Sablier n° 5.6.
Jean Giot
10/05/2020
Le legs de Jouvet au théâtre, Vitez l'associait aux empreintes de pas que laissèrent dans la glaise de grottes, des passants du temps que nous appelons préhistorique: "mettre ses pas dans ceux d'un autre", reviendrait à découvrir comment se tenir, épousant ce que, rejointe, l'empreinte suscite en celui qui y éprouve de sa stature et de son allant, qui y dialogue avec la gravité, avec la dynamique du corps se reportant en avant sans choir, avec l'absence, avec des retrouvailles – l'humanité, disait Leroi-Gourhan, a commencé par les pieds, la station debout libérant la main, la face et les aires cérébrales. Et ces pas imprimés sont dans la grotte de Pech-Merle parfois ceux d'un enfant.

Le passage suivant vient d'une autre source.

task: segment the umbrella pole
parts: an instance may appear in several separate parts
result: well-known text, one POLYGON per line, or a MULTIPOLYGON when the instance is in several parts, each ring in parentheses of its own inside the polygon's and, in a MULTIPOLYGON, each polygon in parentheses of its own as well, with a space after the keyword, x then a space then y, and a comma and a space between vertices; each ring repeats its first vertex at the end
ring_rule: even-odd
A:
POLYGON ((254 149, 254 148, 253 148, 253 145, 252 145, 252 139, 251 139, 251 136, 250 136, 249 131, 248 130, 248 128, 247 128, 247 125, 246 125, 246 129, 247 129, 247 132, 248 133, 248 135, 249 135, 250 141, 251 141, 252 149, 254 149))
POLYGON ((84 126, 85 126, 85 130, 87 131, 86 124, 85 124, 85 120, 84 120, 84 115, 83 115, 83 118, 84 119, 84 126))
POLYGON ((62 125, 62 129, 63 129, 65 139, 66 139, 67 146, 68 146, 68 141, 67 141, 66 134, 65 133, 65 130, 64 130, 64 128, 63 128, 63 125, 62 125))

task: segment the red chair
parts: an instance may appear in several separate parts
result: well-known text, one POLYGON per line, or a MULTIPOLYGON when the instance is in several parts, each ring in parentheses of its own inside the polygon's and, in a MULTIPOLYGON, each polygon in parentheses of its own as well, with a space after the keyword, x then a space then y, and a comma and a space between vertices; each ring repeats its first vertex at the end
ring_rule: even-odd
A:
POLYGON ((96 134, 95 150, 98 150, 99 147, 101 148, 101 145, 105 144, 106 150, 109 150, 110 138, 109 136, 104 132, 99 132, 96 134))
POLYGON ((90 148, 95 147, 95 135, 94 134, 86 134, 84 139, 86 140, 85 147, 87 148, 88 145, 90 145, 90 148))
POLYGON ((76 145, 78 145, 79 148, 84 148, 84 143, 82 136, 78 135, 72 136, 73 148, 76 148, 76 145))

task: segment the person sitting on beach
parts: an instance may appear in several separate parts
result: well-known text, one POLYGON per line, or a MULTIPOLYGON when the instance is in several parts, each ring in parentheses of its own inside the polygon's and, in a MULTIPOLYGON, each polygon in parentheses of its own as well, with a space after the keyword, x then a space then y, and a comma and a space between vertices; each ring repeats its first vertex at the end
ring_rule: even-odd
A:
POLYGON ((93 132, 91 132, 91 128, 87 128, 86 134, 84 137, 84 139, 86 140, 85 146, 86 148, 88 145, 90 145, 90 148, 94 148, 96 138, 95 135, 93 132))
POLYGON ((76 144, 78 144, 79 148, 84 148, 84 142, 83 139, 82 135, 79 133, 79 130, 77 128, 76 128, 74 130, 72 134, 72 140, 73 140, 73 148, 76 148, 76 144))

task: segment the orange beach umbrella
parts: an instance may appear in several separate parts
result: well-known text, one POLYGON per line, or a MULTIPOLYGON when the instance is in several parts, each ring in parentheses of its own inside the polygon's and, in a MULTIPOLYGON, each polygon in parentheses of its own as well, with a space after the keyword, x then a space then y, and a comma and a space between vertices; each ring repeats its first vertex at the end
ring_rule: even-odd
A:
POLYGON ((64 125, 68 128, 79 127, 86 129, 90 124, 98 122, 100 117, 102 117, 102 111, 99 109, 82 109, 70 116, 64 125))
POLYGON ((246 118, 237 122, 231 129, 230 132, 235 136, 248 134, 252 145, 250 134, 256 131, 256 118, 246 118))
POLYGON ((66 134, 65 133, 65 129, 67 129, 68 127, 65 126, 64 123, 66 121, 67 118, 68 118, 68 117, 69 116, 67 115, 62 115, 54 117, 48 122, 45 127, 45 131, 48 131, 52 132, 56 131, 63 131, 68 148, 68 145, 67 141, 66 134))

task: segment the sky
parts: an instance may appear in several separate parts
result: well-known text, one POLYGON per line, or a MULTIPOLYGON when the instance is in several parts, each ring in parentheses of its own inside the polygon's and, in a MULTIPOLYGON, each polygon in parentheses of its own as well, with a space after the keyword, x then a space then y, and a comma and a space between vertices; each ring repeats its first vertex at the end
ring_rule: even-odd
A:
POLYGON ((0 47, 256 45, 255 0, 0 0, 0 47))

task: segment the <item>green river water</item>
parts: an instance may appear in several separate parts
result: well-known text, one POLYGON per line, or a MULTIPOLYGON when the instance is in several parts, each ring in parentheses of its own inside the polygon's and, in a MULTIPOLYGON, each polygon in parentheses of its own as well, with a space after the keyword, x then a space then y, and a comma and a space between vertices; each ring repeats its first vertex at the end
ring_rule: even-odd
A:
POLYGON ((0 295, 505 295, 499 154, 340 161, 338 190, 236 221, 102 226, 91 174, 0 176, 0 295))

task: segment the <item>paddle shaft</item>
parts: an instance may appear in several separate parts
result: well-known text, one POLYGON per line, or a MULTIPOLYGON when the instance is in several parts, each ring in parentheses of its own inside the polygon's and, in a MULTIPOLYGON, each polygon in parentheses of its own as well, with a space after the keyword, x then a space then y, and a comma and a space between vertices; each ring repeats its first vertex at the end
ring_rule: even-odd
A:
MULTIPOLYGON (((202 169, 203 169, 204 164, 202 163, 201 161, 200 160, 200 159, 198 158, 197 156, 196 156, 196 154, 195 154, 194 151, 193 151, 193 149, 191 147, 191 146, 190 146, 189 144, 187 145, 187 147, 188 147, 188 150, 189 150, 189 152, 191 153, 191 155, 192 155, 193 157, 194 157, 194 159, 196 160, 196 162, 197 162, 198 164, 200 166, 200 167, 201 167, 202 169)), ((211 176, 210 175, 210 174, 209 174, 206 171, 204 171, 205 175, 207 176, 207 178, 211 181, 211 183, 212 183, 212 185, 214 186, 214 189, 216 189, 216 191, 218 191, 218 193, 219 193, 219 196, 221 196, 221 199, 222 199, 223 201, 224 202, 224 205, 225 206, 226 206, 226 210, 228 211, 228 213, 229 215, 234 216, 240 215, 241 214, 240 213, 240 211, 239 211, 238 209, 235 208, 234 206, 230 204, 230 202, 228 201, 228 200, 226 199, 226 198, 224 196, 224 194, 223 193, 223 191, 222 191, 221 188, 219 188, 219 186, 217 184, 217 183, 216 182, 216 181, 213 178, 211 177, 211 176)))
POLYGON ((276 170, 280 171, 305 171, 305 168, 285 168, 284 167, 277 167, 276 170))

Virtualités transmises des corps. "Mon premier pas 'sent' la surface de l'eau, tandis que le haut du corps est caressé par le vent. Mon second pas perçoit une surface de sable, un sable très fin que je respire, dont mes oreilles écoutent le souffle, j'observe l'itinéraire, pour m'apercevoir bientôt que ces pas prirent plusieurs dizaines de milliers d'années" (Ushio Agamatsu, chorégraphe japonais).
Retour aussi aux temps où le petit d'homme franchit un seuil: ignorant encore des usages, mais acquis aux gestes – articulatoires selon une phonétique, moteurs ordonnant à des fins des moyens de cette motricité.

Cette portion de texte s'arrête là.